A federal appeals court has ruled the Affordable Care Act's individual mandate unconstitutional, in a win for Republican-led states attempting to kill the Obama-era law, but sent back the question of whether the mandate is severable from the law to the district court.
The ruling by the three-judge panel of two Republicans and one Democratic appointee came down along party lines.
"The individual mandate is unconstitutional because it can no longer be read as a tax," the majority wrote. But they added, "on the severability question we remand to the district court to provide additional analysis."
California Attorney General Xavier Becerra, who led the blue states defending the law, said Wednesday evening the state "will move swiftly to challenge this decision."
Before landing at the appeals court, Judge Reed O'Connor in December 2018 ruled the individual mandate was unconstitutional and "inseverable" from the law as a whole, striking down the ACA.

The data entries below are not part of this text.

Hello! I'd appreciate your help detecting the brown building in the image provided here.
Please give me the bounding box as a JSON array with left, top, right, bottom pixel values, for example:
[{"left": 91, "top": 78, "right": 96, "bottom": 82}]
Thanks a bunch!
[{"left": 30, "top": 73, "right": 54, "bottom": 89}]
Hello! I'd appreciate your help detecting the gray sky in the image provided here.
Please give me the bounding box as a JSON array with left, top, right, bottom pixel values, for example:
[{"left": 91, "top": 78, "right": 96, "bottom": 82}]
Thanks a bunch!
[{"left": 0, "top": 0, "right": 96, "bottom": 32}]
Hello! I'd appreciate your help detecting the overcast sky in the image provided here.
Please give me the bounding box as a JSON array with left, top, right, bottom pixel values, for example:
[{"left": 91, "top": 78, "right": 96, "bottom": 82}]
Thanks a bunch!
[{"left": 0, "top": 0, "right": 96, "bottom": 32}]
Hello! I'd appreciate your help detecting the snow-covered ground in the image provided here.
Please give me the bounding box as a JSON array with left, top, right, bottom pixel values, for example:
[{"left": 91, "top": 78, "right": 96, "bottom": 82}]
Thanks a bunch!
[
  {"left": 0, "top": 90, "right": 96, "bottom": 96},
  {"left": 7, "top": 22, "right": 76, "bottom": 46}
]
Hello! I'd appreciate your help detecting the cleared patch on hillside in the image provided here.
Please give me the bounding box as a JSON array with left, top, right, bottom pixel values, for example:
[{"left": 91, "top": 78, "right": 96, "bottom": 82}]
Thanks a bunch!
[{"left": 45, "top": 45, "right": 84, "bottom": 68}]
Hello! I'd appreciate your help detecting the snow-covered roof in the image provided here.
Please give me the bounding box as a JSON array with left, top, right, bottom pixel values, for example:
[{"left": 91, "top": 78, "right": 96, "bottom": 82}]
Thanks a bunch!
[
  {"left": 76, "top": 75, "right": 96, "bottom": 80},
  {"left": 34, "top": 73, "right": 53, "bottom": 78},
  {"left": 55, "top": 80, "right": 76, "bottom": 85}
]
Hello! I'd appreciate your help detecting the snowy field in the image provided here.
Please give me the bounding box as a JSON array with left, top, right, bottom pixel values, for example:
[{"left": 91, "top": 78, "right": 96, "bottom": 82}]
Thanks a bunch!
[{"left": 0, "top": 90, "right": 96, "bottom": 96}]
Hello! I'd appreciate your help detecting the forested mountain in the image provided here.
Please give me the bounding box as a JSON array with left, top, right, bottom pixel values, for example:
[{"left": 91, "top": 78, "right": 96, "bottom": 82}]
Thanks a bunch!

Texas and 17 other red states filed suit in 2018, alleging that the ACA is unconstitutional after the individual mandate was zeroed out in a subsequent federal tax law. The states also argued the mandate could not be untangled from the rest of the law, essentially arguing that if the individual mandate is unconstitutional so, too, is the law in its entirety.
The U.S. Department of Justice in March reversed its previous stance and also declared the law should be eliminated.
In one key question, the court ruled the plaintiffs did have standing to bring the case, because the mandate forces individual plaintiffs to buy insurance they do not want and requires the state plaintiffs to bear the costs of complying with the mandate's reporting requirements. They added that even if they did not have standing, "there remains a live case or controversy between the plaintiffs and the federal defendants."
The American Hospital Association said in a statement Wednesday evening it was disappointed in the ruling. "Sending the decision back to the federal district court that invalidated the entire law puts health coverage — and peace of mind — for millions of Americans at risk," the group wrote.
The case is nearly sure to wind up eventually at the Supreme Court with the potential to throw chaos into the insurance markets. Most at risk from the volatility of the ruling are managed care organizations with a major presence in the exchanges such as Anthem, Centene and Cigna.
The landmark act signed into law nearly a decade ago substantially changed the healthcare landscape. It added coverage protections for people with pre-existing conditions, instituted Medicaid expansion in many states and required coverage of certain essential benefits like maternal and preventive care.
More than 19 million Americans gained health coverage from 2010 to 2017 as the ACA went into effect, according to the Kaiser Family Foundation.
But over the years the law has been whittled away by Republicans in Congress and through the courts. The action that most directly precipitated the challenge ruled on Wednesday was the GOP tax overhaul that zeroed out the individual mandate penalty.
Despite Wednesday's ruling, the issue is still far from being decided once and for all, Katie Keith, a lawyer and health policy expert at Georgetown University, told Healthcare Dive.
"It does potentially create additional years of uncertainty," she said.
Still, she said she expected this outcome. "I'm not particularly surprised that this is how they ruled, seems pretty consistent with oral argument and what they were asking," she said.
Yet, some legal experts were very critical of the decision, with one characterizing the ruling as "ludicrous."
"The Fifth Circuit decision is a remarkable mix of hubris and cowardice," Nicholas Bagley, a health law expert and professor at the University of Michigan, wrote on Twitter. "It's hubris to say that the *unenforceable* individual mandate is an unconstitutional *command.* And it's cowardice to remand without grappling with what that means for the rest of the law."
Robert Henneke, lead counsel for the individual plaintiffs and general counsel for the Texas Public Policy Foundation, called the decision a victory for the American people.
"The court's opinion recognizes that Obamacare continues to injure millions of Americans like our clients who have lost their choice of doctor, suffered rationed care, and had their insurance costs skyrocket," he said in a statement. "This decision puts us one step closer to eventually freeing the American people from its unconstitutional mandates and regulations."
If the case does find its way to the Supreme Court, it won't be the first time. The high court in 2012 upheld the law after the first major challenge, which also centered on the individual mandate. That decision, however, declared that Medicaid expansion could not be mandatory for states.
In 2015, the court ruled ACA plan subsidies could be distributed through the federal Healthcare.gov site in states that did not set up their own exchange, another finding in favor of the law.
The ACA was once again directly challenged in the summer of 2017, but the setting was Capitol Hill. Republicans attempted to repeal the law, but a memorable thumbs down from Sen. John McCain of Arizona doomed those attempts.